In this paper the following is studied: The Cauchy-Fueter operator in the quaternionic case was obtained by the Moisil-Theodorescu product (the case of the Dirac operator in the Clifford algebra \({\mathcal C}_3\). Thus it is motivated the choice of Dirac operators in the Clifford algebra \({\mathcal C}_m\) only in the case when \(m>4\) or \(m=4\).
Another case following directly from the Cauchy-Fueter case is the case of \(n\)-Dirac operators systems in \({\mathcal C}_3\). Any procedure reduces the number of equations (without changing the nature of non-homogeneous equations).
Seven methods of action of Dirac operator on a vector variable function are exposed. These methods use the facts that: the Dirac operator is a vector; Weyl equation; the case of \(m\) is even; the spinor formalism for \(m=2n\); the 4-dimensional and the 6-dimensional cases of Dirac equation; the Witt basis using the Clifford algebra conjugate.
The Fischer decomposition is discussed for general Clifford polynomials of several vector variables.
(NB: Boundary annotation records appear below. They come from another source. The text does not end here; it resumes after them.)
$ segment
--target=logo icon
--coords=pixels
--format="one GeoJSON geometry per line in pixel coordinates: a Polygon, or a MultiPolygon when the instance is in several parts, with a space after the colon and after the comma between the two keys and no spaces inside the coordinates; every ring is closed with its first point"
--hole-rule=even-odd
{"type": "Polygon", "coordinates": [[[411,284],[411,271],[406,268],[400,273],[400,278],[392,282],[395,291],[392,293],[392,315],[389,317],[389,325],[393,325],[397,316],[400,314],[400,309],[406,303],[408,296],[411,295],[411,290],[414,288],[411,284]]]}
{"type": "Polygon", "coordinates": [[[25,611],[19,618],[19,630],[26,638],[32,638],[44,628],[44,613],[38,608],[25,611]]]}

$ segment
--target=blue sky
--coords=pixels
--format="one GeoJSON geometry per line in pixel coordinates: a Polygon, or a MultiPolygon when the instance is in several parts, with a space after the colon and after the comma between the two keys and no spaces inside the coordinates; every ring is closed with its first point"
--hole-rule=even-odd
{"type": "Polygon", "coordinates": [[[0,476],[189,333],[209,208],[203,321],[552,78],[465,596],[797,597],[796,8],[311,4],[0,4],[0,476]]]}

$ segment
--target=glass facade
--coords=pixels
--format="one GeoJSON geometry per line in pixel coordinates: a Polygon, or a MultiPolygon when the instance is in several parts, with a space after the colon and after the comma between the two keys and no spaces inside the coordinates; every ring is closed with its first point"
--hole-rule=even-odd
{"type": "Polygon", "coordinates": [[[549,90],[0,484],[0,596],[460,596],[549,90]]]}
Rough-Fischer decomposition lemmas and theorems were formulated for all Clifford polynomials.
In the case when the dimension \(m\) of the space exceeds \(2l-2\), \(l\) being the number of vector variables in the Cauchy-Dirac complex, the syzygies remain the same for all higher dimensions and they are “purely radial”, i.e. they are polynomials belonging to the algebra generated by the vector variables alone.
In section 4, the case of 3 and 4 operators acting in the Clifford algebra \({\mathcal C}_m\) \((m>4\) or \(m=4\)) is discussed, proving the authors’ own results.
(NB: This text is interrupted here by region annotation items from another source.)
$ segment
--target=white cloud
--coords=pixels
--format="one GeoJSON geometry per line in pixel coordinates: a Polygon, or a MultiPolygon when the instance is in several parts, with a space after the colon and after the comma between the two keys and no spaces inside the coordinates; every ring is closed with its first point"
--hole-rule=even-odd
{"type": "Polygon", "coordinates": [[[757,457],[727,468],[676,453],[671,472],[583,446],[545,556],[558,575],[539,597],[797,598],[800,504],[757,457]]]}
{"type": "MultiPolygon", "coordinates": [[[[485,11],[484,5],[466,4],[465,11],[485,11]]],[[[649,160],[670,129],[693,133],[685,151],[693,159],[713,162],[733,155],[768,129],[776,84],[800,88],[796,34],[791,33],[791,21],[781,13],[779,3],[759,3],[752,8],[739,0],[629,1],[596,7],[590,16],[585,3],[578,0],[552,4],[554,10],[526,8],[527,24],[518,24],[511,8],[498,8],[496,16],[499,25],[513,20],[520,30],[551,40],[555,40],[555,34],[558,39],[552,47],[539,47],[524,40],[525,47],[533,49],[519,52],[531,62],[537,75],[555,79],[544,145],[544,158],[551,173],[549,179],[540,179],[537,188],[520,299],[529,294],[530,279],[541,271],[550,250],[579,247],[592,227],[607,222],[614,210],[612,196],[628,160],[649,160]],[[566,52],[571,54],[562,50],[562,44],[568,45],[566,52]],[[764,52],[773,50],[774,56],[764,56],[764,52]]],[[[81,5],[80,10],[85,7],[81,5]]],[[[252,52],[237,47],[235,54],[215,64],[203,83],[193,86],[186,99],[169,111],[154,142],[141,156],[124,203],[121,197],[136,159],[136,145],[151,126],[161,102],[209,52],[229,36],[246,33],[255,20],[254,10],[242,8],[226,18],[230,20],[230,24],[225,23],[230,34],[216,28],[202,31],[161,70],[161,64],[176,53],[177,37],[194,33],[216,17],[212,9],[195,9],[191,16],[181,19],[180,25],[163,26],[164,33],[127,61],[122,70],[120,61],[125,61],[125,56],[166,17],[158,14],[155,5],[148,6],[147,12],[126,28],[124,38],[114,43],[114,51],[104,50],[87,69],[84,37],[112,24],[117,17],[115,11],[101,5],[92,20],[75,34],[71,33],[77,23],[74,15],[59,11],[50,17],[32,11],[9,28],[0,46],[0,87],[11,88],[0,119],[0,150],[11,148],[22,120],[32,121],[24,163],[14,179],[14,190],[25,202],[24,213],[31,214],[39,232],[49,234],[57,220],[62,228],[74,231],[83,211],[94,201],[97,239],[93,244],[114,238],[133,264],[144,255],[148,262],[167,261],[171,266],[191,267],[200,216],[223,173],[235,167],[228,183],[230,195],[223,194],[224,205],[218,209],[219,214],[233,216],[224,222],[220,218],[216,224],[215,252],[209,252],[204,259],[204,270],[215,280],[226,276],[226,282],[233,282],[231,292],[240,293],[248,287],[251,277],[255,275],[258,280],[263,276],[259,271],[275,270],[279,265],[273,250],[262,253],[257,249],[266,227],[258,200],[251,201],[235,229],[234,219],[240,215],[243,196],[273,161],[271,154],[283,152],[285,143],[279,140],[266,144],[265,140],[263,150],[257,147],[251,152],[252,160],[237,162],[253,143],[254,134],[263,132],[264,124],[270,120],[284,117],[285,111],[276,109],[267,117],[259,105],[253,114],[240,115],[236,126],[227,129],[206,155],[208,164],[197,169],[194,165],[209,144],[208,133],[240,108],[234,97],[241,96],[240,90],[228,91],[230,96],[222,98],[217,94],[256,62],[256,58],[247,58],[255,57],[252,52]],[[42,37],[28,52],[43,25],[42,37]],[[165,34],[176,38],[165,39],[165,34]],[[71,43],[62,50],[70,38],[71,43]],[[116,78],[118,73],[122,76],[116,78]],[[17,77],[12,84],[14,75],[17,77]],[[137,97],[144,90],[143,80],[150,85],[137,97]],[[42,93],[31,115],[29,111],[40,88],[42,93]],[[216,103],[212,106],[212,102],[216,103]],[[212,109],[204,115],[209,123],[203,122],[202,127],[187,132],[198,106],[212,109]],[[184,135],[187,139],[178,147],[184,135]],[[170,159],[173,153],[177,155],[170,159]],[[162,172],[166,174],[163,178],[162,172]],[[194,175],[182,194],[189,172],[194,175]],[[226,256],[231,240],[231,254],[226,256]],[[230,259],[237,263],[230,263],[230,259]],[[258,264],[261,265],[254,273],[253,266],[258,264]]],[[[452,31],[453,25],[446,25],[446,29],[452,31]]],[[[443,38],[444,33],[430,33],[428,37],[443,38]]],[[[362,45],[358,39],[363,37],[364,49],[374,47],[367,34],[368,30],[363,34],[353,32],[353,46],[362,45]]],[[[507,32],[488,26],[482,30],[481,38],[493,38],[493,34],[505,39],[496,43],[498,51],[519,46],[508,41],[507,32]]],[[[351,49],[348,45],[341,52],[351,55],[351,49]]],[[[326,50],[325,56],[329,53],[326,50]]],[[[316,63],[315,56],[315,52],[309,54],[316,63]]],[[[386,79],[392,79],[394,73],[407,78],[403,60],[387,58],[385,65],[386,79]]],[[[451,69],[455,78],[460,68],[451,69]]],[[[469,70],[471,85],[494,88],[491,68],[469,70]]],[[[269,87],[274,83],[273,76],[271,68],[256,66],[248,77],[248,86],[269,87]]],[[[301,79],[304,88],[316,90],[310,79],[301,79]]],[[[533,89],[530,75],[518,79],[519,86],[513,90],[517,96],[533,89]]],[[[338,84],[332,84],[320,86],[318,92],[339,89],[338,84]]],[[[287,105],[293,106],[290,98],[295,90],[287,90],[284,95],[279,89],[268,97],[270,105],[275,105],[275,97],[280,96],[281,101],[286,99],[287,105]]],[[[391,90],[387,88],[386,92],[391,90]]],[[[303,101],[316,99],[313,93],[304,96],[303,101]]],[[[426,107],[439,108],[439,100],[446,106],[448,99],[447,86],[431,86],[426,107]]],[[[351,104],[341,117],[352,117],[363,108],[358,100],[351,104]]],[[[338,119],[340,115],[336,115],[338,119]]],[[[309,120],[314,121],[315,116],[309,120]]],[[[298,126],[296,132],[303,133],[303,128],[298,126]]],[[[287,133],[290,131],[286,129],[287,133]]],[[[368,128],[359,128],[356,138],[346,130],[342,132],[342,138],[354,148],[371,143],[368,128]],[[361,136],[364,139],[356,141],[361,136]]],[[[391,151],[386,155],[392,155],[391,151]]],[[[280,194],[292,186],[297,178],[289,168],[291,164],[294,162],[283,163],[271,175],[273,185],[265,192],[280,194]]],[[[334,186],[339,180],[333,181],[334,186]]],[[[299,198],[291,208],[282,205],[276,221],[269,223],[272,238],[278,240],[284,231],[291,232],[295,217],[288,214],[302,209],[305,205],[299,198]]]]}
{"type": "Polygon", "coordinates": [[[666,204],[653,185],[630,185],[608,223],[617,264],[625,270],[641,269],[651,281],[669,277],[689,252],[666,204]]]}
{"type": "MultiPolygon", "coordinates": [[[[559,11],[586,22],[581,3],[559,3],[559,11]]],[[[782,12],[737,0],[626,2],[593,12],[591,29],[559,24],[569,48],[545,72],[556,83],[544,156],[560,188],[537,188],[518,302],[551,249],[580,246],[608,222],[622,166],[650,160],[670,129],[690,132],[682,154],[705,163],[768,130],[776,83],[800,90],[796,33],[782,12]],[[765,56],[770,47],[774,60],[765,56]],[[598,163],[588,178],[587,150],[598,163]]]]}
The made running CoCoA version 3.7 on a Digital Alpha Server is being used. The resolution for the number of syzygies mimicks the quaternionic case.
The case of \({\mathcal C}_5\) is being treated in two different ways. The syzygies come from the radial algebra. The authors gave several propositions refering to the compatibility conditions for each step of the proposed programme.
In the case of 3 Dirac operators in \({\mathcal C}_m\) \((m>5\) or \(m=5)\) there can only be radial syzygies (Proposition 5.1). If the dimension \(m>2k\) or \(m=2k\), the resolution of Dirac complex can only have syzygies consisting in radial polynomials (Theorem 5.2).
The case of systems of 4 Dirac operators in \({\mathcal C}_m\) \((m>4\) or \(m=4)\) is more complicated from a computational point of view. Using CoCoA, it was possible to partially compute the resolutions they are interested in.